8.2 Bundled evaluate to defeat parallel rate limits
GEE rate limits parallel evaluate calls that touch the same Random Forest graph. Issued separately, the diagnostic panel’s six fast metrics, three probabilistic metrics, four partial dependence curves, and four fire polygon geometries would race the same graph and several would stall on placeholder text. Each related group is bundled into a single ee.Dictionary and evaluated in one server round trip. Combined with the diag_v6 asset path described above, the diagnostic panel populates within roughly two seconds rather than the sixty to ninety seconds a fully live build would need.
8.3 Client side Mann Whitney U for AUC
A server side multi threshold ROC sweep blew GEE’s user memory limit on the deployed app. The fix moves AUC computation to the browser. The server returns paired prob and label rows in a single reduceColumns call (or, in the production build, the same paired rows are read as a CSV encoded String from the diag_v6 asset). The browser then sorts and applies the Mann Whitney U formula (Σranks_pos − n_pos·(n_pos+1)/2) / (n_pos · n_neg). AUC precision is identical to the threshold sweep but the server graph fits well inside the memory ceiling.
8.4 Boundary check error handling
A click outside the 2017 burn footprint returns a red sidebar message rather than a silent failure. The check uses aoi_burn.contains evaluated against the click point, with a Clear inspection button to reset state. A cyan circle marker is painted at the click location regardless of whether it landed inside the footprint, so the user can see exactly where their click registered.
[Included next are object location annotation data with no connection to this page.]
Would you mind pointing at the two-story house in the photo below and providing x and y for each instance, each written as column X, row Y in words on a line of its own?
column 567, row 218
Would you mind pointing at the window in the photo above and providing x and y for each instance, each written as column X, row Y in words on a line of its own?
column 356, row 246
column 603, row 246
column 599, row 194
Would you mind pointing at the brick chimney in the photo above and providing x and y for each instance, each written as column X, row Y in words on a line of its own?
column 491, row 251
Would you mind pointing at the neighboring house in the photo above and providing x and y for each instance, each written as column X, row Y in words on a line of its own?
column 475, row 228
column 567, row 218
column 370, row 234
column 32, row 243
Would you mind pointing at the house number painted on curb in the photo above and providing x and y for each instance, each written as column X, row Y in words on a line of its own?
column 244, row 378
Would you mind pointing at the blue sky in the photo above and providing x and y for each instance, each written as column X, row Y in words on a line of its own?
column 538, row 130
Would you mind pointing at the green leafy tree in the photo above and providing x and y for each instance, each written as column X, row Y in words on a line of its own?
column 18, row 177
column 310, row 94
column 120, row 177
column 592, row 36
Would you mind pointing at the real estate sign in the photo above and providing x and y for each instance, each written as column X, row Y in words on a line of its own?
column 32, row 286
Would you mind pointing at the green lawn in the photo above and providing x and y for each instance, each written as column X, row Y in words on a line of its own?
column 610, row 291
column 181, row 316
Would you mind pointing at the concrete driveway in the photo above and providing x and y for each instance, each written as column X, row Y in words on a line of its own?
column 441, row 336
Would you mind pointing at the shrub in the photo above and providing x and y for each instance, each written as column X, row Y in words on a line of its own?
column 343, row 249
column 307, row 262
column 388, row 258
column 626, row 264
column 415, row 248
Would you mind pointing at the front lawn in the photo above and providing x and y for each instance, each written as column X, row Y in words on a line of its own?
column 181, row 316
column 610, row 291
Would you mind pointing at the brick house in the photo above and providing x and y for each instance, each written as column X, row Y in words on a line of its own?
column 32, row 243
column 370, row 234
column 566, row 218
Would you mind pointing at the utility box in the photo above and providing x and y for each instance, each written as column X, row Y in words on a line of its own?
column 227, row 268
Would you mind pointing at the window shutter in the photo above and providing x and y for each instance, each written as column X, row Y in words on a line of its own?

8.5 CSV export task to Google Drive
A one click CSV export task delivers latitude, longitude and reburn probability for the centroids of the top 5 percent priority pixels straight to the user’s Google Drive. This bridges the GEE app to AGIF’s downstream GIS workflow without requiring a screen scrape or manual digitising step.
8.6 SE drop shadow on focused fire perimeters
When a user clicks the focus button next to one of the four 2017 fires, the app paints a south east offset 180 metre drop shadow underneath the data layer. The offset is computed client side on JS evaluated GeoJSON because GEE’s chained Geometry wrapper does not expose translate. This produces a soft three dimensional lift effect that helps the focused fire stand out against the satellite basemap without overwhelming the data palette.
8.7 Minimalist map controls
Native map type, scale, fullscreen and drawing tool controls are hidden via Map.setControlVisibility and Map.drawingTools().setShown false. Only the layer toggle and the zoom stack are retained, the latter because users still need to navigate between the four geographically separated fire polygons. The result is a distraction free editorial canvas where the only interactive surface is the sidebar and the map itself.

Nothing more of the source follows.